Uma tarde com Gustavo
Dorama do vídeo acima : De volta a 1989 / Back to 1989.
Marcamos de nos encontrar no shopping mais próximo de nossas casas, Gustavo já estava me esperando, sentado em um lugar, com dois Milk – shakes sob a mesa.
Ele sorriu assim que me viu chegando. Aquele sorriso malandro que eu já estava começando a odiar. Como pode um moleque de 14 anos ser tão atrevido?
— Minha princesa chegou — disse ele, sorridente demais.
— "Sua"? Não seja louco! Vejo que já pediu um Milk-shake... — disse e me sentei de frente a ele.
— Dois.

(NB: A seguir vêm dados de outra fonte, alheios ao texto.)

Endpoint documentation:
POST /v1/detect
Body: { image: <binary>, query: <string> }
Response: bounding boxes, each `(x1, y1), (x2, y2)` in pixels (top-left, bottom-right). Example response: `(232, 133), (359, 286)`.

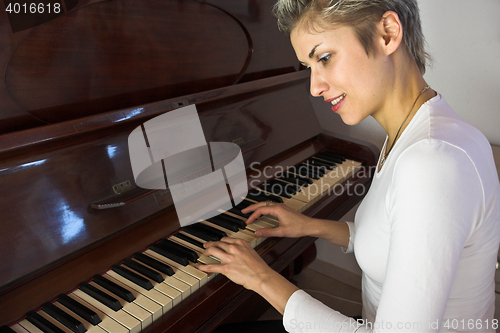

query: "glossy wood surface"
(0, 0), (375, 326)
(0, 134), (375, 326)
(0, 0), (298, 133)
(0, 72), (319, 289)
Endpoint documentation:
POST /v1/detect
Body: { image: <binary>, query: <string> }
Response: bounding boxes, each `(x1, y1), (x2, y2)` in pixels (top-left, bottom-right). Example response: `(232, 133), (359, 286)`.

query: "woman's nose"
(310, 70), (328, 97)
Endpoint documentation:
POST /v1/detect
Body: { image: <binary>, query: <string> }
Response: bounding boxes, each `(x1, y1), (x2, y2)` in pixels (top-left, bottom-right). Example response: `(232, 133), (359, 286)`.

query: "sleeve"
(375, 139), (484, 332)
(341, 222), (355, 253)
(283, 140), (483, 333)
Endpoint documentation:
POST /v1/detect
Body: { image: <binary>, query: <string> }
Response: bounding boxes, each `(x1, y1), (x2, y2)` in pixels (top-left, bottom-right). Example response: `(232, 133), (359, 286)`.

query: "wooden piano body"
(0, 0), (375, 332)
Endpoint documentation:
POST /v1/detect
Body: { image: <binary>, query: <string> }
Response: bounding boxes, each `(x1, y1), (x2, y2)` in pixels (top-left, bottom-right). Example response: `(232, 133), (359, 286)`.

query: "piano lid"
(0, 71), (321, 291)
(0, 0), (298, 133)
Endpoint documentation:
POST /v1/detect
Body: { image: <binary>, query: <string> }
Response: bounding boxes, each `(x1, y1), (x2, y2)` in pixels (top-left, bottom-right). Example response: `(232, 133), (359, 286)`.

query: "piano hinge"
(232, 138), (246, 147)
(113, 180), (135, 194)
(174, 100), (189, 108)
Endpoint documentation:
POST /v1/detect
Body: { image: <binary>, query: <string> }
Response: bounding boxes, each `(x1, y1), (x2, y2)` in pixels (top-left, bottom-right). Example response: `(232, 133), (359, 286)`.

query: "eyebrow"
(309, 44), (321, 59)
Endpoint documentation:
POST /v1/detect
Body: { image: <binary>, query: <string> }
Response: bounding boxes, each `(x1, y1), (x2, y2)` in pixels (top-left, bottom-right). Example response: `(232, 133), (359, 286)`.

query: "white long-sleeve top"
(283, 95), (500, 332)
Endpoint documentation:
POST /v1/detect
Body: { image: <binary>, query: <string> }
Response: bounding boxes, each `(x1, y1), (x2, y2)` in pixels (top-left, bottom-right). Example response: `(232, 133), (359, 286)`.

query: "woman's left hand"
(198, 237), (274, 291)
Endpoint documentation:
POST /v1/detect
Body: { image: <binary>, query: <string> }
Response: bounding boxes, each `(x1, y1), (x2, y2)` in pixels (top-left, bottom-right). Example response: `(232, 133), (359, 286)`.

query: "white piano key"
(120, 266), (182, 306)
(200, 221), (257, 244)
(89, 281), (152, 329)
(105, 270), (173, 314)
(96, 275), (163, 323)
(69, 289), (141, 333)
(144, 250), (208, 287)
(132, 258), (191, 299)
(52, 301), (107, 333)
(18, 319), (43, 333)
(169, 236), (220, 265)
(37, 310), (73, 333)
(10, 324), (29, 333)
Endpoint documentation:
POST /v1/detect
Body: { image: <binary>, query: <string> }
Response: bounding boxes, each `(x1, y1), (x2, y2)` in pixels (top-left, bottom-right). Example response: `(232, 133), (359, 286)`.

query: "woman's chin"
(338, 113), (361, 126)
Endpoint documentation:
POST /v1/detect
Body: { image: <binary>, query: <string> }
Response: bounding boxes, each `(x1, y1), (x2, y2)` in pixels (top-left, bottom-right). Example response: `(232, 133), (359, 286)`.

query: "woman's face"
(290, 22), (393, 125)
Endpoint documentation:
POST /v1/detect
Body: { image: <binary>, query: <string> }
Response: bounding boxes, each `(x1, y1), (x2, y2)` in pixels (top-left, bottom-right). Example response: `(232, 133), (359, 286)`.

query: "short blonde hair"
(273, 0), (430, 74)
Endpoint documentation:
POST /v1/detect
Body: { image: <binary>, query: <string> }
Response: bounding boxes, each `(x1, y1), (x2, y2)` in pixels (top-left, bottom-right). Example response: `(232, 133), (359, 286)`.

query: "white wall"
(311, 0), (500, 273)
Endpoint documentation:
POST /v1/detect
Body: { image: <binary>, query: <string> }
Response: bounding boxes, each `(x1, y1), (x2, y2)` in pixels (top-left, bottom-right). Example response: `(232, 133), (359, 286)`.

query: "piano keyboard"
(0, 152), (361, 333)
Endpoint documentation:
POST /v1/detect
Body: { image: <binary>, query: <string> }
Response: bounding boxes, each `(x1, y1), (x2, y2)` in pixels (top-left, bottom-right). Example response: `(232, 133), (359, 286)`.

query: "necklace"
(380, 86), (430, 166)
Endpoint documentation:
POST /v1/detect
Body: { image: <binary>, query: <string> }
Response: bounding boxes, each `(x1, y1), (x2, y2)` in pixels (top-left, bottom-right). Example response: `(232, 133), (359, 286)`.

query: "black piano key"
(284, 172), (313, 185)
(207, 216), (240, 232)
(80, 282), (123, 311)
(267, 179), (300, 196)
(111, 265), (153, 290)
(123, 258), (165, 283)
(247, 190), (283, 203)
(134, 252), (175, 276)
(160, 239), (199, 262)
(190, 223), (227, 240)
(26, 311), (64, 333)
(58, 294), (101, 325)
(320, 150), (346, 162)
(269, 179), (301, 194)
(300, 163), (328, 177)
(215, 213), (248, 229)
(310, 156), (341, 166)
(298, 163), (324, 178)
(259, 183), (292, 199)
(234, 198), (255, 209)
(150, 241), (189, 266)
(182, 223), (218, 242)
(304, 158), (336, 170)
(314, 153), (343, 164)
(287, 165), (319, 179)
(43, 302), (87, 333)
(0, 325), (16, 333)
(278, 177), (309, 187)
(174, 232), (203, 248)
(226, 208), (252, 219)
(93, 275), (135, 303)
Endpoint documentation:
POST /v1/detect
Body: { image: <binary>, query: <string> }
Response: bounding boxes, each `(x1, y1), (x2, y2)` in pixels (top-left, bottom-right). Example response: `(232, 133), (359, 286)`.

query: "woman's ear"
(378, 11), (403, 55)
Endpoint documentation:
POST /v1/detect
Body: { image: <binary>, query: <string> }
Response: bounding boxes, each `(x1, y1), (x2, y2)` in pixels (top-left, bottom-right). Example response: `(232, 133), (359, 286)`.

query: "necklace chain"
(380, 86), (430, 166)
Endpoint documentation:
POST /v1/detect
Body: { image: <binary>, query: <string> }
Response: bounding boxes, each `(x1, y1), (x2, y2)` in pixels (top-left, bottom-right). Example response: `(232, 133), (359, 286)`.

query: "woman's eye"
(318, 53), (330, 65)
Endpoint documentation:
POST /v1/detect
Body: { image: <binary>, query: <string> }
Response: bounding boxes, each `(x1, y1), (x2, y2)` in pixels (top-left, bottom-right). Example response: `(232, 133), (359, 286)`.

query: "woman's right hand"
(241, 202), (313, 238)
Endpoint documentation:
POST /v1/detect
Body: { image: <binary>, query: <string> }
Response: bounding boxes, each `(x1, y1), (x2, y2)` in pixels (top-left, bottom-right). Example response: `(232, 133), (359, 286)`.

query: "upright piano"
(0, 0), (376, 333)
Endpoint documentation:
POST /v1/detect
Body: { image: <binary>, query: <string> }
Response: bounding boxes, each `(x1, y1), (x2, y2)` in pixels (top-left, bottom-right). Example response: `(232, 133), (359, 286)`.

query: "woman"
(200, 0), (500, 332)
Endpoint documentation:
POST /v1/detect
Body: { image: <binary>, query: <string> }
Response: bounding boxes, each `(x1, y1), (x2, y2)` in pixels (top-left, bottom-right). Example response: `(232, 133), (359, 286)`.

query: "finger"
(241, 202), (266, 214)
(203, 237), (237, 248)
(255, 227), (283, 238)
(246, 205), (281, 224)
(202, 246), (230, 262)
(196, 264), (224, 273)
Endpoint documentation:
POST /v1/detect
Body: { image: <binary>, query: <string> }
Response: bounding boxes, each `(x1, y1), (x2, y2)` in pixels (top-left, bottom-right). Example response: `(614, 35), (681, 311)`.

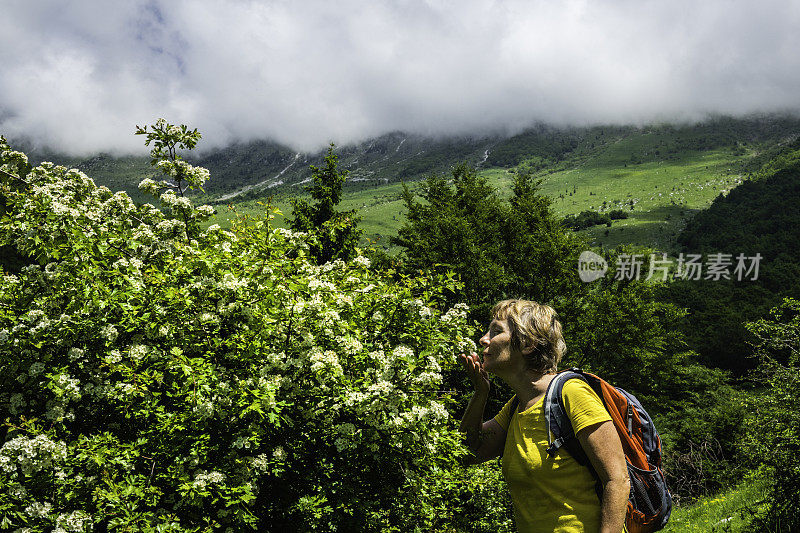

Um para mim e um para você.
— E se eu não quisesse um Milk-shake?
— Quem não quer um Milk-shake? Não seja do contra, eu sei que você gosta, pedi de chocolate, todos amam chocolate, não?
Suspirei. — Obrigada.
— Quer comer algo?
— No momento não.
— O que você tem para falar comigo?
— Desde quando gosta de mim? Por que gosta de mim?
Ele sorriu, como era confiante... — É sobre isso, princesa? Bom, eu sempre gostei de você, mesmo sem nunca termos nos falado muito, eu tinha vergonha de chegar em você, mas agora não tenho mais, o tempo passou e eu mudei, eu cresci.
A forma como ele falou "o tempo passou, eu cresci", seria uma pista de que ele era um viajante do tempo?
— Quanto tempo passou?
— Hora, que pergunta é essa? Foi um ano, você sabe.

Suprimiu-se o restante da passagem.